Easier than he thought. "Only you can get it out from under there for me."

"But…why can't you?"

"I, uhhhhh, I injured myself."

"In there?" Skywarp's optics flickered in fear.

"No! No. Earlier today. I sprained a servo." Thundercracker hitched up on one side, putting his weight on one thruster heel, trying to look weak and sad. It was a challenge for someone of Thundercracker's virility to appear so fragile, but Thundercracker had superlative acting chops to his credit. "Please?" he said, using said chops.

"O-okay." Skywarp got down and stuck his head into the darkness under the ship. "W-where did you drop it? I don't see it?"

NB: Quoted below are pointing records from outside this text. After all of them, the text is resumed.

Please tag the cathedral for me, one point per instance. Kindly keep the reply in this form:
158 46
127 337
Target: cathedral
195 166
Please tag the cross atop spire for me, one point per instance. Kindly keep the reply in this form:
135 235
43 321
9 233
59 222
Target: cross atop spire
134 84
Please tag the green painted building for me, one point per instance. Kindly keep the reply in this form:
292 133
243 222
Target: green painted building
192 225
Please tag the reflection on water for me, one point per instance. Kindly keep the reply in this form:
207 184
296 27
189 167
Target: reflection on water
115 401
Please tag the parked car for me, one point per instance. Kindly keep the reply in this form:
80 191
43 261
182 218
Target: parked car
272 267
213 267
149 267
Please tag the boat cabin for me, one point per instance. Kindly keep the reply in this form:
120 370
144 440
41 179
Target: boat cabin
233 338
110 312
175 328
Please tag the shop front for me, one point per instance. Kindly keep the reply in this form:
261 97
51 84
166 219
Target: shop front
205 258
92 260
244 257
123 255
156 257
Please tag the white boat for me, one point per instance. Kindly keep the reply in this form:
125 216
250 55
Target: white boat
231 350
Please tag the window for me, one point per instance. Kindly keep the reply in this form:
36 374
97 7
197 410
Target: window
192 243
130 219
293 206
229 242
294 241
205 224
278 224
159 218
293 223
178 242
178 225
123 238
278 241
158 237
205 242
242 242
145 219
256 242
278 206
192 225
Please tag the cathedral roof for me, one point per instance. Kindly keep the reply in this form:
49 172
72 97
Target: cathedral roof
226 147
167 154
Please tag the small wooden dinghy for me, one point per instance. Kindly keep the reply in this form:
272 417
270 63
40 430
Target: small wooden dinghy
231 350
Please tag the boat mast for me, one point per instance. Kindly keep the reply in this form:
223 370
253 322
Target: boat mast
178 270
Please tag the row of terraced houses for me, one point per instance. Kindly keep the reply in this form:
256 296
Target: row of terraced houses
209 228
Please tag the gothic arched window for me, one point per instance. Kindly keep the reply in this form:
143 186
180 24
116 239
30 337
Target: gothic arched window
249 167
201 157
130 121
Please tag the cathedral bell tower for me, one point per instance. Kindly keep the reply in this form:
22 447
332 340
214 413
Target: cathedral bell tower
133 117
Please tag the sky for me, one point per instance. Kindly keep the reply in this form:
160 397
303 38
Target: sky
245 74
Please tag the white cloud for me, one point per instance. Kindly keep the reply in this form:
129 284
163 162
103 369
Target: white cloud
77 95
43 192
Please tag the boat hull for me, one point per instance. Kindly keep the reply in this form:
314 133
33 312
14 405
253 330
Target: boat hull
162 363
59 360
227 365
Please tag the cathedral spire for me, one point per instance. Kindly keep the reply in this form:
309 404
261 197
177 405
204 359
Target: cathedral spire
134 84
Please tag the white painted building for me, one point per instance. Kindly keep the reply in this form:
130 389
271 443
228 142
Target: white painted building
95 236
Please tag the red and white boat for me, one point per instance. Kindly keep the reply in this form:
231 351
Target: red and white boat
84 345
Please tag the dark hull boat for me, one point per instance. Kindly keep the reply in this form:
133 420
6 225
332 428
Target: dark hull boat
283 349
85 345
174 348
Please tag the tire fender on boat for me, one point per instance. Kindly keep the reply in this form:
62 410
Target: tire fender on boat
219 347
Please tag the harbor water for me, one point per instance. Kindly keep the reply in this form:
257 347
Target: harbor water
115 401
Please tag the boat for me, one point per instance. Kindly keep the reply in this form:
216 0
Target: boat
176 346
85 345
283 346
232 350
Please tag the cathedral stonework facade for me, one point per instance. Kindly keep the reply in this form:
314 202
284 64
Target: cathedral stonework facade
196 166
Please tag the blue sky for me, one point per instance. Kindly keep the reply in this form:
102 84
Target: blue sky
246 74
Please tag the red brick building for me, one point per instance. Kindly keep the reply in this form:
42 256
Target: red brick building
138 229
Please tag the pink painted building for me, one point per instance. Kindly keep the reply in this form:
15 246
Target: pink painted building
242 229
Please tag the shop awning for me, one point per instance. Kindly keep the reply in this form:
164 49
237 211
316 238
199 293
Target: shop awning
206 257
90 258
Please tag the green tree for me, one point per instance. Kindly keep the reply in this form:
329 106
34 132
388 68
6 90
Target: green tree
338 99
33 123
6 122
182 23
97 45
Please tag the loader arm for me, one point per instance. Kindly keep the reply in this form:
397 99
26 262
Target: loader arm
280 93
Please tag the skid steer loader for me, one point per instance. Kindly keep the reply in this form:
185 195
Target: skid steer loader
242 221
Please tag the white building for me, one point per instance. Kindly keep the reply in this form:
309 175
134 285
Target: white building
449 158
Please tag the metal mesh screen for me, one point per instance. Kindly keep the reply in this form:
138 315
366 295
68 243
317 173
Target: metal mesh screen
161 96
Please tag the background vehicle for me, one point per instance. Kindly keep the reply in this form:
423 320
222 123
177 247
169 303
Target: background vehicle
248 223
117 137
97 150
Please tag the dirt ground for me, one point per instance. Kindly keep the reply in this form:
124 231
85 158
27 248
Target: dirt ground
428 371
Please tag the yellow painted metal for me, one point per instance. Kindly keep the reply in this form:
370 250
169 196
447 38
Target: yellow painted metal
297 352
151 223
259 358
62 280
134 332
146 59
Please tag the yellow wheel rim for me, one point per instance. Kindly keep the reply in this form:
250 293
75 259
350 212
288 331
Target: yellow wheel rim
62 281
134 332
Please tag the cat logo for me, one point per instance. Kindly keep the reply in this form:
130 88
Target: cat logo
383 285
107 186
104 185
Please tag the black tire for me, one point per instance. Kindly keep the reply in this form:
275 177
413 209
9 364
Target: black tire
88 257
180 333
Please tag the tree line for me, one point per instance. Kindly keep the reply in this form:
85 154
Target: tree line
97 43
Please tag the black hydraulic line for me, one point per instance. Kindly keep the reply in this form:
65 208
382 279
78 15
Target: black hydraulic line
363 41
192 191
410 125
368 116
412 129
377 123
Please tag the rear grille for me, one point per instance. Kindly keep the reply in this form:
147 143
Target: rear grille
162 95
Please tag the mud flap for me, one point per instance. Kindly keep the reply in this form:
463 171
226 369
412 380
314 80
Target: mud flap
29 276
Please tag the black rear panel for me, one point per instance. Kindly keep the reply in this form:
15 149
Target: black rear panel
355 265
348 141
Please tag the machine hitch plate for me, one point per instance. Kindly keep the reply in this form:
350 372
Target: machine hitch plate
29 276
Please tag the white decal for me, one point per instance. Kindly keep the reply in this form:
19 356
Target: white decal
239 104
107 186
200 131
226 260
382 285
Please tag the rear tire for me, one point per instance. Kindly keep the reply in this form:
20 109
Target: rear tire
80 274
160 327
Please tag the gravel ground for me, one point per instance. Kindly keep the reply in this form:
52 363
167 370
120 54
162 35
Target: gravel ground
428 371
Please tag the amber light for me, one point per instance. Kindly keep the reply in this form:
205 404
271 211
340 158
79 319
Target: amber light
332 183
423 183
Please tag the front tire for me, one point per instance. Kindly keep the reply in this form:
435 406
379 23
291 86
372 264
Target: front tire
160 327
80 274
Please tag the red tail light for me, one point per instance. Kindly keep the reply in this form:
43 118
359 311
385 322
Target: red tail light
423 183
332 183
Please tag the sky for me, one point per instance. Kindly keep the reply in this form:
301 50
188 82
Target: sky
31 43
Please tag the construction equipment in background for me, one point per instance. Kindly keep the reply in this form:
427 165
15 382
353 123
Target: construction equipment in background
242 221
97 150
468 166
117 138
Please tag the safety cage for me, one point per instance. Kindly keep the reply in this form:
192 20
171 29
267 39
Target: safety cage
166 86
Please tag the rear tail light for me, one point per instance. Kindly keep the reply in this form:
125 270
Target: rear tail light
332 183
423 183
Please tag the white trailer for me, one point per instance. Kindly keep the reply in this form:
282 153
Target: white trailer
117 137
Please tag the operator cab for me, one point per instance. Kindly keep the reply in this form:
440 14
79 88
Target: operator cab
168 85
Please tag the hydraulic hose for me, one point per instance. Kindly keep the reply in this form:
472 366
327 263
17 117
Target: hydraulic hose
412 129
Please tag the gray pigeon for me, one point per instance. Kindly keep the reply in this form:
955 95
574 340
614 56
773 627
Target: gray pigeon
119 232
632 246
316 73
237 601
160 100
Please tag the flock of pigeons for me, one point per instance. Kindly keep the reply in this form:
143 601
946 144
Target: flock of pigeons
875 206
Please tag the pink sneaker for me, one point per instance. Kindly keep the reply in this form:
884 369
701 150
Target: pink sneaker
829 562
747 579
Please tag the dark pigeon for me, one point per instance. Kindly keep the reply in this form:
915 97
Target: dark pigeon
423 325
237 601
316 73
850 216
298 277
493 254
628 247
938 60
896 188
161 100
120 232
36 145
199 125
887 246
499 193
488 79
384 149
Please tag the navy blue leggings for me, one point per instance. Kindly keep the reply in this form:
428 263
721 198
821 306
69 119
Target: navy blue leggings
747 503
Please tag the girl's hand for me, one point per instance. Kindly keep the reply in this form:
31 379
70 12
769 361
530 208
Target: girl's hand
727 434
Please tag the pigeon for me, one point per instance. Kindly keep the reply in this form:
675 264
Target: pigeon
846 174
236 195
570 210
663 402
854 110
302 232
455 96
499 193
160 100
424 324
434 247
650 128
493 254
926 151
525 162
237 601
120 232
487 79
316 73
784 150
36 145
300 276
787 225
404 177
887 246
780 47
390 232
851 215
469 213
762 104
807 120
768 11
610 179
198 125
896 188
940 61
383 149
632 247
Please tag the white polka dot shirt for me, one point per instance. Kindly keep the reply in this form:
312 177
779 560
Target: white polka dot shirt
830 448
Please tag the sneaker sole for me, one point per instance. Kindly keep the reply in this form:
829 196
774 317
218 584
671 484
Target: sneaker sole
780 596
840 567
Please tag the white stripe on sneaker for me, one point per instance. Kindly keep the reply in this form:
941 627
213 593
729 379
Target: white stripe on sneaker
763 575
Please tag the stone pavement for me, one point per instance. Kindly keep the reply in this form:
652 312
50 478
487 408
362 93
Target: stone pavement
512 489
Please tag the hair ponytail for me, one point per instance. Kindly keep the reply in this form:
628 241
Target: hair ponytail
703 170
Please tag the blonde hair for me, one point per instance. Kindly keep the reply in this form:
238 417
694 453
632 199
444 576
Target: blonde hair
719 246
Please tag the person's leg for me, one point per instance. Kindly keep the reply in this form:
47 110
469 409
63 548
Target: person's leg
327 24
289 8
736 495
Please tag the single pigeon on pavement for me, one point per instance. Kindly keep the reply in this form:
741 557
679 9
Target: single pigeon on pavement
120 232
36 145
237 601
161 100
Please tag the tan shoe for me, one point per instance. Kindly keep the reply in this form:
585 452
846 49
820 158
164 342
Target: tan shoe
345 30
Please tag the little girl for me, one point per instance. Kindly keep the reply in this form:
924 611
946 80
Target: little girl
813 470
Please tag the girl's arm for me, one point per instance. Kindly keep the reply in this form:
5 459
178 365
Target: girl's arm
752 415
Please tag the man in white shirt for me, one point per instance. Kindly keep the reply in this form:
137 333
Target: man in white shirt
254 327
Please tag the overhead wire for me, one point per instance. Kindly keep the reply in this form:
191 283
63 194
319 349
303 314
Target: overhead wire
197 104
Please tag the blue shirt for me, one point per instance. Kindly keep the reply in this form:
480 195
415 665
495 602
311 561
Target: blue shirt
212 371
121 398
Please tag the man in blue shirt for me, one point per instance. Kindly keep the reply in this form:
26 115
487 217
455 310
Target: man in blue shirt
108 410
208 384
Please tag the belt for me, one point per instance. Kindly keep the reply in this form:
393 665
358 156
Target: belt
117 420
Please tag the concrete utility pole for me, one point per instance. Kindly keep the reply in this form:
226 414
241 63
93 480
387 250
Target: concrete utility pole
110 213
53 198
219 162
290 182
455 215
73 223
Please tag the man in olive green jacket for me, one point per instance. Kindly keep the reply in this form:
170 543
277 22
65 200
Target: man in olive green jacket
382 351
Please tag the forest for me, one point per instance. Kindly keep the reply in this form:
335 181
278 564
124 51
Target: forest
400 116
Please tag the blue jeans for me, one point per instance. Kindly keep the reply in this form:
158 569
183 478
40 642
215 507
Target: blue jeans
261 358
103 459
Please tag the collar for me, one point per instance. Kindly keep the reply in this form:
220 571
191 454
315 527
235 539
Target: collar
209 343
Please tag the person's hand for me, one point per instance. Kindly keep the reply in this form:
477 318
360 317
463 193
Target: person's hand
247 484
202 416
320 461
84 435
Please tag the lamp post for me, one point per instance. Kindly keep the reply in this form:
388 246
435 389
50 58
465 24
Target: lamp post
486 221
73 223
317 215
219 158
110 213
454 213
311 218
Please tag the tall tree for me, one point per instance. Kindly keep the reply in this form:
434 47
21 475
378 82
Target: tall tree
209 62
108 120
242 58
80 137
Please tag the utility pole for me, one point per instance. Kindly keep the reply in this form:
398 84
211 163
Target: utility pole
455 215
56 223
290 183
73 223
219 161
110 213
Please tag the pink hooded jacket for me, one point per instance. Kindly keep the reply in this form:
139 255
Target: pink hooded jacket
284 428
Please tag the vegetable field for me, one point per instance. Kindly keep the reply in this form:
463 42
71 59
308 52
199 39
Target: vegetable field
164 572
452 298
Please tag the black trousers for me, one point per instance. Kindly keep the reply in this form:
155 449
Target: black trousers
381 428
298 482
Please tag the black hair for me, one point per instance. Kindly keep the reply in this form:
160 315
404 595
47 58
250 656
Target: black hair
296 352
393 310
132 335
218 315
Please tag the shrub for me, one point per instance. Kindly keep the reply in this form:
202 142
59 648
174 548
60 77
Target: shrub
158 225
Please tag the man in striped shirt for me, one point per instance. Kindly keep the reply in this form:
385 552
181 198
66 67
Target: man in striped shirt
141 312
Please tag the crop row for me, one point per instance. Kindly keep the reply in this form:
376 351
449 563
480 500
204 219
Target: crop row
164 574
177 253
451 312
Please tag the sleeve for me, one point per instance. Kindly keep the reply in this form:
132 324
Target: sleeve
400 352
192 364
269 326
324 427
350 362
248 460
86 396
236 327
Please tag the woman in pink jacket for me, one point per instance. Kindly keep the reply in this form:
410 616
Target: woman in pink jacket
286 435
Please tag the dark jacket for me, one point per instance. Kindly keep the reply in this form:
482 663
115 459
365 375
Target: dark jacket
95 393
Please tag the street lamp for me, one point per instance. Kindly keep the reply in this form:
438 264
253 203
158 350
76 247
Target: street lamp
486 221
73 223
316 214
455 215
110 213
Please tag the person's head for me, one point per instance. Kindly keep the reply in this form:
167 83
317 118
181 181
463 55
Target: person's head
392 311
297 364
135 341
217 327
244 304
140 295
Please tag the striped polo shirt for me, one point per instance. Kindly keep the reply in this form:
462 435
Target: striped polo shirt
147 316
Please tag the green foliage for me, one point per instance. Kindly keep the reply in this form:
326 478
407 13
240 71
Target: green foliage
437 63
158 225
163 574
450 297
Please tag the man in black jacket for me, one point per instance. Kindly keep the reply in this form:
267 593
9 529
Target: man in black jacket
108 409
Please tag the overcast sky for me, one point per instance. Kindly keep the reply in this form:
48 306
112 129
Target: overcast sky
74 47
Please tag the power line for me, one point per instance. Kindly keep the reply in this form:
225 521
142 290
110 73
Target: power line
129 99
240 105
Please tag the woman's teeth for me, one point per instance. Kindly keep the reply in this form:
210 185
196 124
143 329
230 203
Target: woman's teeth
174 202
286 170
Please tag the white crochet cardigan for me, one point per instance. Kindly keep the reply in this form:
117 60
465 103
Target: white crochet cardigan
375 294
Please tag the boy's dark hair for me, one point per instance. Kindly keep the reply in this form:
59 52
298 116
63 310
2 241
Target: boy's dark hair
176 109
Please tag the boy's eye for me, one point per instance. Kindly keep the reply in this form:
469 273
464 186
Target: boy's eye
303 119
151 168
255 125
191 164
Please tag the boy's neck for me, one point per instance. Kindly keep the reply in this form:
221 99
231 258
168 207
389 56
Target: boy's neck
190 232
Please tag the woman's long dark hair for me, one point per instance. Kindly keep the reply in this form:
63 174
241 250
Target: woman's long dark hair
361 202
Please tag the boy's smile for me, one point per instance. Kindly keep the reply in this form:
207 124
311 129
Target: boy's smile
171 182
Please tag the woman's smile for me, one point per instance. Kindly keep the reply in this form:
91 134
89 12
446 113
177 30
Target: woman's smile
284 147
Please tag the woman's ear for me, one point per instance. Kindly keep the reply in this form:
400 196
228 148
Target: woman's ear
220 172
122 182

Of course you don't see it, Thundercracker thought. That's because there isn't one. "It must have gotten pushed further back when I tried to grab it," he said. "You'll have to go in more." He was so tempted to plant his foot squarely in the wriggling black aft. But he restrained himself. The lunarspiders that liked to nest in the dark crevices in the moon's surface were more than enough. Besides, he might mar his exemplary polish. He could hardly restrain a masterful chortle as Skywarp, his legs trembling from fear, disappeared under the ship's bulk. He could hear whimpering reverberating through the space. Not quite loud enough to awaken the spiders. "All right in there?" he boomed. He heard a solid thunk as Skywarp jumped, his entire back slamming against the ship's underside.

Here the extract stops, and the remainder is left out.